SAB2-O-03 Introduction: Restaurant workers may have the risk for occupational exposure to polycyclic aromatic hydrocarbons (PAHs) in cooking oil fume. Urinary malondialdehyde (MDA) and 1-hydroxypyrene (1-OHP) are biologic markers of oxidative damage and PAHs metabolism, respectively. We attempted to evaluate the relationship between MDA and 1-OHP in urine for restaurant workers in this study. Methods: We studied 314 nonsmoker workers of Chinese-type restaurants who had been employed for at least 1 year in northern Taiwan. All participants were asked to answer a questionnaire that inquired their type of job, lifestyle, and health condition. After subjects completed the questionnaires during their annual physical examinations, a single urine sample was collected. The annual physical examinations were arranged during the work shifts. All workers were asked to wash their hands prior to urine collection to avoid environmental contamination. All urine samples were analyzed for 1-OHP and MDA by high-performance liquid chromatograph. Result: For male kitchen workers, median MDA and 1-OHP concentrations (μmol/mol creatinine) were 287.4 and 2.0, respectively.
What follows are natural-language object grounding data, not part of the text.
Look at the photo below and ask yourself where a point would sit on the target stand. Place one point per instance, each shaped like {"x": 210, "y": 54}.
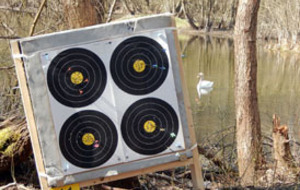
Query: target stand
{"x": 106, "y": 102}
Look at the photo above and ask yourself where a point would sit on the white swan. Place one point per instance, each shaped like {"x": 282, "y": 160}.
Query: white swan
{"x": 204, "y": 87}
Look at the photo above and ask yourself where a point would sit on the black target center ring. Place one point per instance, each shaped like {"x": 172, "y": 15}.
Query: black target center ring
{"x": 149, "y": 126}
{"x": 76, "y": 77}
{"x": 139, "y": 65}
{"x": 88, "y": 139}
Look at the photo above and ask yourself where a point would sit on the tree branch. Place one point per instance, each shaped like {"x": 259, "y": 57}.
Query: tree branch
{"x": 37, "y": 16}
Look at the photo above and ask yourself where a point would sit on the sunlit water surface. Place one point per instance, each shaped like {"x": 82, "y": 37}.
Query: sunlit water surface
{"x": 278, "y": 85}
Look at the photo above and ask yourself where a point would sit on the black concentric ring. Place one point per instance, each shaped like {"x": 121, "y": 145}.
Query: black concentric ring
{"x": 88, "y": 122}
{"x": 156, "y": 111}
{"x": 154, "y": 58}
{"x": 91, "y": 69}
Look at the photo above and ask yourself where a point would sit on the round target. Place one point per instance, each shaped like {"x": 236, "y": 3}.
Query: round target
{"x": 149, "y": 126}
{"x": 88, "y": 139}
{"x": 139, "y": 65}
{"x": 76, "y": 77}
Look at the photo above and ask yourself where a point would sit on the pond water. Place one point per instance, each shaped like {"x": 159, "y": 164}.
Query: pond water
{"x": 278, "y": 85}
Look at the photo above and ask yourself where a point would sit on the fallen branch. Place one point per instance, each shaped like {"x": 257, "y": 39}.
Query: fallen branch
{"x": 212, "y": 157}
{"x": 37, "y": 16}
{"x": 165, "y": 177}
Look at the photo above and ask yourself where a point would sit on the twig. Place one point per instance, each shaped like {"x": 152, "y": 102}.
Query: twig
{"x": 111, "y": 11}
{"x": 8, "y": 185}
{"x": 37, "y": 17}
{"x": 106, "y": 187}
{"x": 8, "y": 28}
{"x": 9, "y": 37}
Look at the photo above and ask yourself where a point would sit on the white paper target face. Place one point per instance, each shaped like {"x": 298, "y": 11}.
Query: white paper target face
{"x": 113, "y": 101}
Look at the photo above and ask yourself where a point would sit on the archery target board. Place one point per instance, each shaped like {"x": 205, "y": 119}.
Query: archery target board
{"x": 113, "y": 101}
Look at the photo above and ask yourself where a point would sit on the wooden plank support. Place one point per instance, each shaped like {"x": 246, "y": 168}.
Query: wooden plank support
{"x": 196, "y": 169}
{"x": 31, "y": 125}
{"x": 137, "y": 172}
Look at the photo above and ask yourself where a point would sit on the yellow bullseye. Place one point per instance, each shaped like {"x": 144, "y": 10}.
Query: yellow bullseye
{"x": 139, "y": 65}
{"x": 149, "y": 126}
{"x": 88, "y": 139}
{"x": 76, "y": 77}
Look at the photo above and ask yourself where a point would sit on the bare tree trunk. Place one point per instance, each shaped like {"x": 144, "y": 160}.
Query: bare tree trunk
{"x": 189, "y": 18}
{"x": 80, "y": 13}
{"x": 249, "y": 141}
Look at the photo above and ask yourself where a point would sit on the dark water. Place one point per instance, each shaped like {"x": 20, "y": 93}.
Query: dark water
{"x": 278, "y": 85}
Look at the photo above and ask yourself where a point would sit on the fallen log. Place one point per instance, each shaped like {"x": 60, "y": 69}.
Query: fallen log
{"x": 285, "y": 162}
{"x": 15, "y": 144}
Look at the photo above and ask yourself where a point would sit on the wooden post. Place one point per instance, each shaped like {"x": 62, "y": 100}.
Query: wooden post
{"x": 19, "y": 65}
{"x": 195, "y": 167}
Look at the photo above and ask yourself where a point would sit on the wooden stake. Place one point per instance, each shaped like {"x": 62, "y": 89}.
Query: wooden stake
{"x": 196, "y": 169}
{"x": 29, "y": 113}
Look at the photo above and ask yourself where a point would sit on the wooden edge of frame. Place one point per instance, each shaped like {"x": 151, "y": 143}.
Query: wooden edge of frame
{"x": 31, "y": 126}
{"x": 137, "y": 172}
{"x": 196, "y": 169}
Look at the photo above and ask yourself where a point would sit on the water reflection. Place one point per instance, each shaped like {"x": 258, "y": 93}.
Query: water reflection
{"x": 278, "y": 79}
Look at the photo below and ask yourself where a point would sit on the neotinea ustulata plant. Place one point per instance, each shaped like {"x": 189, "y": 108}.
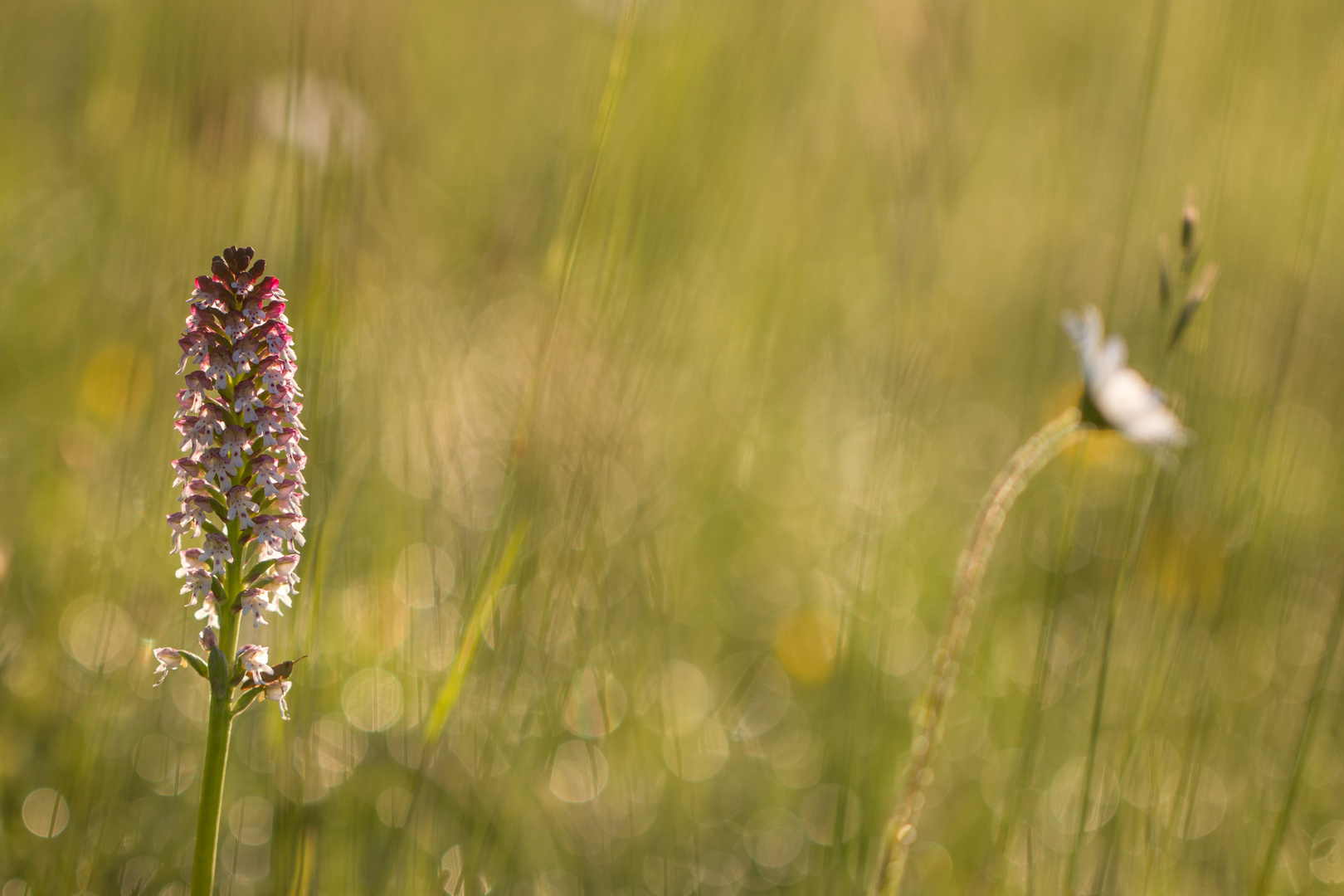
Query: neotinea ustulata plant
{"x": 242, "y": 486}
{"x": 1116, "y": 397}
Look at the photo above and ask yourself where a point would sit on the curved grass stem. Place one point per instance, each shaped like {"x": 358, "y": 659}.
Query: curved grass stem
{"x": 971, "y": 571}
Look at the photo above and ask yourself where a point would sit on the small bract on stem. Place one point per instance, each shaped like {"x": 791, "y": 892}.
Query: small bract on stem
{"x": 242, "y": 489}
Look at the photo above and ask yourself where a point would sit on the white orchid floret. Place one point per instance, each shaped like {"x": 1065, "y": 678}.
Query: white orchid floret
{"x": 191, "y": 562}
{"x": 208, "y": 611}
{"x": 186, "y": 470}
{"x": 1121, "y": 397}
{"x": 269, "y": 423}
{"x": 199, "y": 585}
{"x": 180, "y": 525}
{"x": 233, "y": 445}
{"x": 269, "y": 535}
{"x": 168, "y": 660}
{"x": 194, "y": 509}
{"x": 245, "y": 353}
{"x": 292, "y": 524}
{"x": 216, "y": 468}
{"x": 219, "y": 370}
{"x": 217, "y": 550}
{"x": 256, "y": 602}
{"x": 279, "y": 592}
{"x": 212, "y": 416}
{"x": 254, "y": 659}
{"x": 275, "y": 692}
{"x": 241, "y": 507}
{"x": 246, "y": 401}
{"x": 284, "y": 571}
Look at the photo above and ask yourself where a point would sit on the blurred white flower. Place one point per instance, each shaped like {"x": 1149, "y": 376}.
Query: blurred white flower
{"x": 318, "y": 119}
{"x": 254, "y": 659}
{"x": 275, "y": 691}
{"x": 168, "y": 660}
{"x": 1122, "y": 399}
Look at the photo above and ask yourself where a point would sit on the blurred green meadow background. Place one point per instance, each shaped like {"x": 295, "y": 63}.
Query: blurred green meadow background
{"x": 730, "y": 310}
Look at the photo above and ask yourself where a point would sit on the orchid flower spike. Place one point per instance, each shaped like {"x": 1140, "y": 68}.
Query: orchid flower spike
{"x": 1118, "y": 397}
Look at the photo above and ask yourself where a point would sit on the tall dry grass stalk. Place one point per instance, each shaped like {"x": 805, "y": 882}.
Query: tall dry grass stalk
{"x": 901, "y": 829}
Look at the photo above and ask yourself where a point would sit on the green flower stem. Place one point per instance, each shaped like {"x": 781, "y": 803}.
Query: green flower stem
{"x": 221, "y": 724}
These levels were significantly higher than those for male banquet workers: 216.4 μmol/mol creatinine (P = 0.024) and 0.4 μmol/mol creatinine (P = 0.01), respectively. There was a significantly positive correlation between individual urinary MDA concentrations and 1-OHP concentrations, after adjusting several potential confounders. Discussion and Conclusions: Kitchen workers may have the high risk for occupational exposure to polycyclic aromatic hydrocarbons in cooking oil fume. We need further studies to confirm this finding.